Tap Configuration

Adding a new tap to your project is as simple as adding a new key to the taps section of the alto.toml file. The key is a user defined name for the tap and the value is a dictionary of configuration options for that tap.

Example Tap Configuration

Here is an example of 1 tap configuration, as you can see it can be quite concise:

TOML
YAML
JSON

alto.toml
[default.taps.tap-postgres]
pip_url = "pipelinewise-tap-postgres"
load_path = "raw_pg"
capabilities = ["state", "catalog"]
# These can all be in the .env file or in the environment
config.host = "@format {env[PG_HOST]}"
config.port = "@format {env[PG_PORT]}"
config.user = "@format {env[PG_USER]}"
config.password = "@format {env[PG_PASSWORD]}"
config.dbname = "prod"

alto.yaml
default:
  taps:
    tap-postgres:
      pip_url: pipelinewise-tap-postgres
      load_path: raw_pg
      capabilities:
        - state
        - catalog
      config:
        # These can all be in the .env file or in the environment
        host: "@format {env[PG_HOST]}"
        port: "@format {env[PG_PORT]}"
        user: "@format {env[PG_USER]}"
        password: "@format {env[PG_PASSWORD]}"
        dbname: prod

alto.json
{
  "default": {
    "taps": {
      "tap-postgres": {
        "pip_url": "pipelinewise-tap-postgres",
        "load_path": "raw_pg",
        "capabilities": [
          "state",
          "catalog"
        ],
        "config": {
          "host": "@format {env[PG_HOST]}",
          "port": "@format {env[PG_PORT]}",
          "user": "@format {env[PG_USER]}",
          "password": "@format {env[PG_PASSWORD]}",
          "dbname": "prod"
        }
      }
    }
  }
}

Below, we will go over each of the configuration options for a tap.

Settings

`pip_url`

The pip_url is the pip installable URL of the tap.
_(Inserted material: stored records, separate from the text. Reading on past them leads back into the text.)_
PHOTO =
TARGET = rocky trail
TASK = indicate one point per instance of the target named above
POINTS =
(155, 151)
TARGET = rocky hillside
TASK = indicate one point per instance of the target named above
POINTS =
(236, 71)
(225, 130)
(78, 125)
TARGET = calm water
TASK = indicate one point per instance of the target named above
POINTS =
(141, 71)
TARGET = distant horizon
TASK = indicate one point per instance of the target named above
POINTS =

This is the same URL that you would use to install the tap via pip install. This is the only required field for a tap configuration.

Tip

Remember pip installable URLs can be a local path to a directory, tarball, zip file, or a git repo. Anything that can be used by pip can be used by alto.

`load_path`

The load_path of a tap overrides the project-level load path during configuration rendering. This means that targets can uniformly access the context-specific load_path by using the this.load_path variable. It would specifically look like this:

TOML
YAML
JSON

alto.toml
[default.targets.target-snowflake]
config.schema = "@format {this.load_path}"

alto.yaml
default:
  targets:
    target-snowflake:
      config:
        schema: "@format {this.load_path}"

alto.json
{
  "default": {
    "targets": {
      "target-snowflake": {
        "config": {
          "schema": "@format {this.load_path}"
        }
      }
    }
  }
}

This is useful since targets almost always need to have some context of the tap that is feeding them data in order to write the data to the correct location. This makes it as convenient as possible. If you don't specify a load_path for a tap, the project-level load_path will be used.

`capabilities`

The capabilities of a tap are a list of capabilities that the tap has. These flags determine how alto should interface with the tap. The available capabilities are:

state - The tap supports state management
catalog - The tap supports catalog management
properties - The tap supports (legacy) property management
about - The tap supports the about command
test - The tap supports the test command

`state`

The state capability indicates that the tap supports state management. This means that the tap can be used to extract data incrementally. If not specified, the --state flag will not be passed by alto.

`catalog` or `properties`

These 2 capabilities are very similar. They both indicate that the tap supports catalog management. The difference is that catalog is the preferred capability and properties is a legacy capability. I recommend going with catalog if you are unsure.

`about` and `test`

These capabilities enable the about and test commands for the tap. These commands are useful for debugging and testing the tap. They are not required for the tap to work and are only implemented by Meltano SDK taps.

Pro-Tip

The 2 most common capabilities you will specify are state + catalog. These are not set by default as we prefer explicitness here.

`config`

This is the configuration for the tap. This is exactly what you would put in the config.json if running the tap manually. The only difference is that you can use the @format directive to reference environment variables and other config values via this. This is useful for sensitive information like passwords and API keys. Both the Meltano Hub and most GitHub repos will tell you exactly what to put here.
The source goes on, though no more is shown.